1. Field of the Invention
The present invention relates to a MOS transistor structure and, more particularly, to a MOS transistor structure and a method of forming the structure with vertically and horizontally-elongated metal contacts.
2. Description of the Related Art
A metal oxide semiconductor (MOS) transistor is a well-known semiconductor device which can be implemented as either an n-channel (NMOS) device or a p-channel (PMOS) device. A MOS transistor has spaced-apart source and drain regions, which are separated by a channel, and a gate that lies over the channel. The gate is insulated from the channel by a gate dielectric layer.
A metal-gate MOS transistor is a type of MOS transistor that utilizes a metal gate and a high-k gate dielectric layer. Current-generation methods, e.g., 20 nm and below, fabricate metal-gate MOS transistors by forming the source and drain regions, the channel, the gate dielectric layer, and the gate as elongated structures.

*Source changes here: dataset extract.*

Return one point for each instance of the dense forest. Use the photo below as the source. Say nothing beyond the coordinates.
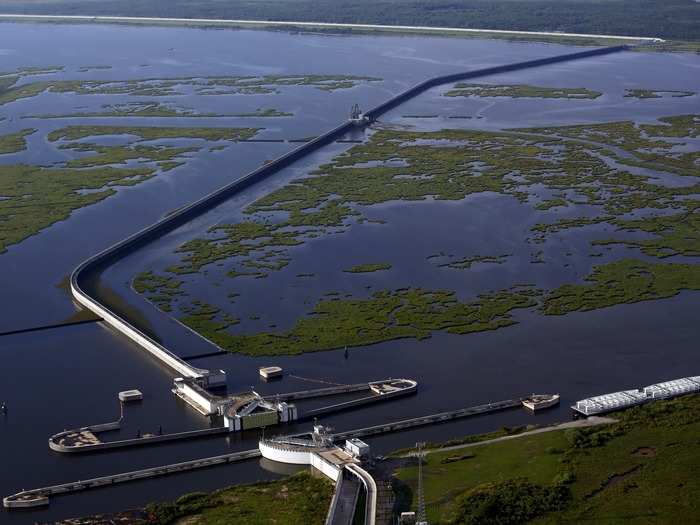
(670, 19)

Metal-gate MOS transistors are connected to a metal interconnect structure that electrically connects the MOS transistors together to form an electrical circuit. The metal interconnect structure includes layers of metal traces that are electrically isolated from each other by layers of isolation material, and metal vias that extend through the layers of isolation material to electrically connect adjacent layers of metal traces.

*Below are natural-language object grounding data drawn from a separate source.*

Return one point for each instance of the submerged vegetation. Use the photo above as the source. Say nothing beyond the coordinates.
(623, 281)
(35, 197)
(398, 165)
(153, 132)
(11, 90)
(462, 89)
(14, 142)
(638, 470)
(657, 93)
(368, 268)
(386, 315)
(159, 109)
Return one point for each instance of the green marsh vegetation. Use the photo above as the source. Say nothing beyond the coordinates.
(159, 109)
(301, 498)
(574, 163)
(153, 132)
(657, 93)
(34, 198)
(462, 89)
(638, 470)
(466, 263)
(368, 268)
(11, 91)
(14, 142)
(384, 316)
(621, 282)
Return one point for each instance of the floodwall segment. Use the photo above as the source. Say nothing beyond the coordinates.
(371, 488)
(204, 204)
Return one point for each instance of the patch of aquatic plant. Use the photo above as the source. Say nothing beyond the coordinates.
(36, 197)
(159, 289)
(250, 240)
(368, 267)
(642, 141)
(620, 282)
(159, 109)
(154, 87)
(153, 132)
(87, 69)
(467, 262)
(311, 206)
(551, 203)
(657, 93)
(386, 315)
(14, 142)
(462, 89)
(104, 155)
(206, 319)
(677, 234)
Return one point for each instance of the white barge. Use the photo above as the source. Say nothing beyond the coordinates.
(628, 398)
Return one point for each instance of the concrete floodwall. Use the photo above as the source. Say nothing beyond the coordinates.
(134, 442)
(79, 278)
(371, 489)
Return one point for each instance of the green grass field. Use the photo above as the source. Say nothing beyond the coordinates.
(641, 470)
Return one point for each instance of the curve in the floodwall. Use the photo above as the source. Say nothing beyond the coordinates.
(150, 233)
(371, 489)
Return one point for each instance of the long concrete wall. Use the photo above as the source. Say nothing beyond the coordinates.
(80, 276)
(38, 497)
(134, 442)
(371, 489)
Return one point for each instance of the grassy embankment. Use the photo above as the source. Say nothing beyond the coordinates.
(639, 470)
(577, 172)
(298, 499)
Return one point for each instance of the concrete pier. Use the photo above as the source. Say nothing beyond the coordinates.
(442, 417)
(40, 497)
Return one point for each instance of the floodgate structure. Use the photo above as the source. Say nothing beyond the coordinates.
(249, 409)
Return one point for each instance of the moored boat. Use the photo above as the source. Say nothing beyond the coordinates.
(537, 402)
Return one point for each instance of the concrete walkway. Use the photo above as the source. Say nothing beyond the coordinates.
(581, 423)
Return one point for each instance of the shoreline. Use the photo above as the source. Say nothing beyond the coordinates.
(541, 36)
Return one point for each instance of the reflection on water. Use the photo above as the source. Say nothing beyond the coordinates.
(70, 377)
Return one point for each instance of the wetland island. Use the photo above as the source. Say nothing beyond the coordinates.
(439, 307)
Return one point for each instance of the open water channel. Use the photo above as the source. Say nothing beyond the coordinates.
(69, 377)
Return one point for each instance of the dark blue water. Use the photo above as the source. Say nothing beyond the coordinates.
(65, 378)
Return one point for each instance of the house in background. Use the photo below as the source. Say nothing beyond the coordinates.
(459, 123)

The metal interconnect structure also includes metal contacts that extend through the bottom layer of isolation material to make electrical connections to the source and drain regions of the MOS transistors. The metal contacts are formed in metal contact openings that extend through the bottom layer of isolation material to expose the source and drain regions.

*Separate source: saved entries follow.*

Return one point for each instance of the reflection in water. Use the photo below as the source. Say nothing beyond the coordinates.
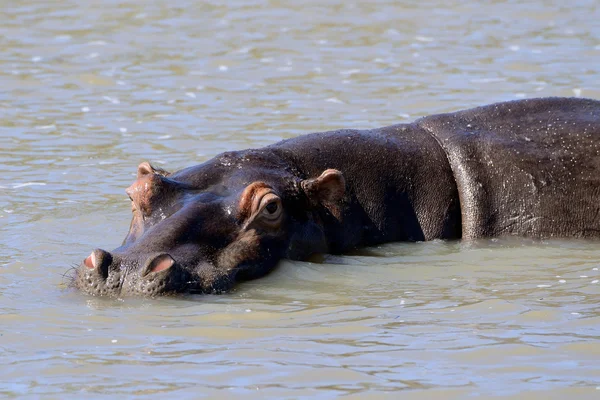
(90, 89)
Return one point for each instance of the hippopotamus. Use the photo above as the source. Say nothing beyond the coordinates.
(526, 168)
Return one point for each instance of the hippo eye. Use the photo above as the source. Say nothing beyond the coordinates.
(270, 208)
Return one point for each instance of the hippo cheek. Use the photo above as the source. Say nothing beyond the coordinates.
(97, 276)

Conventionally, the metal contacts are fabricated by forming a patterned hard mask on the bottom layer of isolation material. The patterned hard mask has a number of square openings that lie over the source and drain regions. Once the patterned hard mask has been formed, the bottom isolation layer is etched.
The etch forms source metal contact openings that expose the source regions, and drain metal contact openings that expose the drain regions. The source metal contact openings and the drain metal contact openings are square as a result of the square openings in the patterned hard mask. The patterned hard mask is then removed.
After this, silicide layers are formed on the exposed source and drain regions, followed by the formation of metal contacts that lie in the source and drain metal contact openings, and touch the source and drain silicide layers and the bottom isolation layer. The metal contacts are square as a result of the square source and drain metal contact openings.